The link between breast implants and a rare form of lymphoma may be being downplayed by some plastic surgeons, according to a leading consumer advocacy group. According to a letter from Public Citizen to the head of the U.S. Food & Drug Administration (FDA), “presidents of the two leading plastic surgery organizations, the American Society of Plastic Surgeons (ASPS) and the American Society for Aesthetic Plastic Surgery (ASAPS), essentially urged members to inaccurately downplay the significance of recent evidence about the risks of breast implant-related cancer when speaking to female patients.”
Earlier this month, the FDA warned that 60 cases of anaplastic large cell lymphoma (ALCL) have been reported in breast implant patients. The agency also said a review of the medical literature published between January 1997 and May 2010 revealed 34 unique cases of ALCL. Twenty-seven cases of the lymphoma identified by the FDA involved silicone breast implants. Most of the ALCL cases were diagnosed after silicone implants returned to the market in 2006. The diagnoses tended to occur a median of eight years after implantation and involved implants for breast augmentation as opposed to reconstruction following breast cancer surgery.
According to a report in the LA Times, ALCL has been reported among women with breast implants for years. Over the past three years, a number of papers on the subject of breast implant lymphoma have been published by researchers, finally prompting the FDA to look into the issue.
According to the Public Citizen letter, which is addressed to FDA Commissioner Margaret A. Hamburg, M.D., as well as Jeffrey E. Shuren, M.D., J.D., Director, Center for Devices and Radiologic Health, the ASPS and ASAPS urged their members to downplay the cancer risks of breast implants in a members-only webinar held on February 3 – a week after the FDA’s announcement on ALCL. The group said it received transcripts from portions of the webinar from a “concerned plastic surgeon.”
In the transcript, surgeons are advised against using the words “cancer” or “tumor”, when advising patients, and told to refer to this condition “as having a benign course” and that “surgery is curative” when speaking to women about breast implants.
At one point, Dr. Phil Haeck, president of ASPS, says the following:
“Yes it’s classically a malignant tumor, but it has such a benign course that when we were discussing ways to talk to the media we decided that we would call this a condition when we talked to the media, not a tumor, not a disease and certainly not a malignancy. Um, because, and I would recommend that you use the same terms with your patients rather than disturb them by saying this is a cancer, this is a malignancy. The best word is this is a condition. If you develop this condition here’s how we are going to treat it, the way we are going to diagnose this condition is this, and that’s very reassuring when you are using that word and not using the word cancer or malignancy. And I think you are certainly justified, with what we know now, in downplaying the malignant potential of these.”

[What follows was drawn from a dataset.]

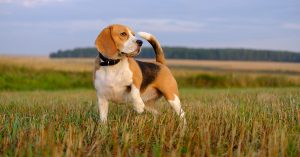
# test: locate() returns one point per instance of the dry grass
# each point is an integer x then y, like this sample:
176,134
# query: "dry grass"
236,122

In its letter, Public Citizen asserts that the “ASPS and the ASAPS have ignored the currently available facts from published case reports of breast implant-associated ALCL.” The group points out that for most ALCL patients, chemotherapy and/or radiation therapy will be part of the recommended treatment plan. Furthermore, even with chemotherapy and radiation therapy, ALCL recurrence and spread to additional sites can occur, the letter says.
The letter continues: “Such statements grossly misrepresent what is currently known about the treatment of this cancer and mislead both patients who may have received breast implant or those who may be considering undergoing breast implant surgery and the physicians who may provide care to such patients.”